С рассветом корреспонденция усопшей императрицы была приведена к должному порядку. Пришёл обер-церемониймейстер Валуев с докладом: в придворной церкви все готово к присяге. Мне разрешили покинуть кабинет.

Я попытался вспомнить, где находился будуар де Рибаса.

Наверное, не туда направился и немного заплутал. Оказался у парадной лестницы.

Во дворце творилась суматоха. Бегали лакеи, рабочие переносили мебель. Военные куда-то спешили, звеня шпорами и бряцая саблями. Вельможи возмущались, пытаясь пройти сквозь снующую толпу. Все крутилось и вертелось.
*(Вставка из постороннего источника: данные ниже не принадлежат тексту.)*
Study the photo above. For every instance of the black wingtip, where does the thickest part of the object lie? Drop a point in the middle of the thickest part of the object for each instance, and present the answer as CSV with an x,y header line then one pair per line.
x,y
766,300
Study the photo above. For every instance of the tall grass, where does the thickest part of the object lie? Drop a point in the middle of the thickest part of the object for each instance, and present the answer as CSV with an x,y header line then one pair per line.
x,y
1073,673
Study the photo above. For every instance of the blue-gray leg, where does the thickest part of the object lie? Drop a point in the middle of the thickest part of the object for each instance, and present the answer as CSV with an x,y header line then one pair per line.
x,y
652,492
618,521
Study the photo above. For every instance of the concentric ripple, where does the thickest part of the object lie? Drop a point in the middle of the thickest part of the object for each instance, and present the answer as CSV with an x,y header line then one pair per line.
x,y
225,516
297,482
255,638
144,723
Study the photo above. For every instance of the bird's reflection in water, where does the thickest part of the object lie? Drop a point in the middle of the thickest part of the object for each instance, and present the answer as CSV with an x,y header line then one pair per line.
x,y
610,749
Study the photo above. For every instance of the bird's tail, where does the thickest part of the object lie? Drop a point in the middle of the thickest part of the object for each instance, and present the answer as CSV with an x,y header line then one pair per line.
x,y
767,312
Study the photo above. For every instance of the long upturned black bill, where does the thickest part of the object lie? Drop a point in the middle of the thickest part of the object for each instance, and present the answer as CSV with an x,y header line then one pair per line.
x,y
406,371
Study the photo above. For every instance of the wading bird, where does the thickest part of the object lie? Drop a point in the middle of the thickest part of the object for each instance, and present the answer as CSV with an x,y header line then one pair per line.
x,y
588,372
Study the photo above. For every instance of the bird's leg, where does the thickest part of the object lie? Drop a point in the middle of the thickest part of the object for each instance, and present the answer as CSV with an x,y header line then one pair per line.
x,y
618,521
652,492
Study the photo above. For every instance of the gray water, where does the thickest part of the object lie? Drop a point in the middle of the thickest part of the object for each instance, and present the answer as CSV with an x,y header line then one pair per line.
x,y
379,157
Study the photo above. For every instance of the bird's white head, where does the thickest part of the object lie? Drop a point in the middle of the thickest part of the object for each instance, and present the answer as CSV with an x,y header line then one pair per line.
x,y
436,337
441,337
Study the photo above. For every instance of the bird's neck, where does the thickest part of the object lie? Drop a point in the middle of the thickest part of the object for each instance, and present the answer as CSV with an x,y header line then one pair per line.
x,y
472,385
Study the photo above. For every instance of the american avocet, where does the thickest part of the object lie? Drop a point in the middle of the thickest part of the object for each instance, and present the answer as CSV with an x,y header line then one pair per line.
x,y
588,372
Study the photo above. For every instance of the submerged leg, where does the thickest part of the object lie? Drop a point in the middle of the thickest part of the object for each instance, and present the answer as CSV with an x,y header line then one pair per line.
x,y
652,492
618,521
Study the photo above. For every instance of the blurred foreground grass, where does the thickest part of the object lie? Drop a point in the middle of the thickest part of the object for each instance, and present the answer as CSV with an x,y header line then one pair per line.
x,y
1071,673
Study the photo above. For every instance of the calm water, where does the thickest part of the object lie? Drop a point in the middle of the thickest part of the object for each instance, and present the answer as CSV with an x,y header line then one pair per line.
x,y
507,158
И посреди этого хаоса стояла девочка, лет двенадцати, в белой заячьей шубке, одинокая и растерянная. Она со страхом взирала на весь этот людской водоворот. Глаза её бегали, пытаясь найти кого-то. Лицо девочки было удивительно красивым и бледным, словно у античной статуи. Вдруг она зацепилась взглядом за меня, и все мир перевернулся и с грохотом обрушился. До чего же она была беспомощна и прекрасна! Её влажные бездонные глаза молили о помощи, и я, не раздумывая, направился прямо к ней, уворачиваясь от рабочих, несущих мебель, отпихивая лакеев, протискиваясь между вельмож и военных.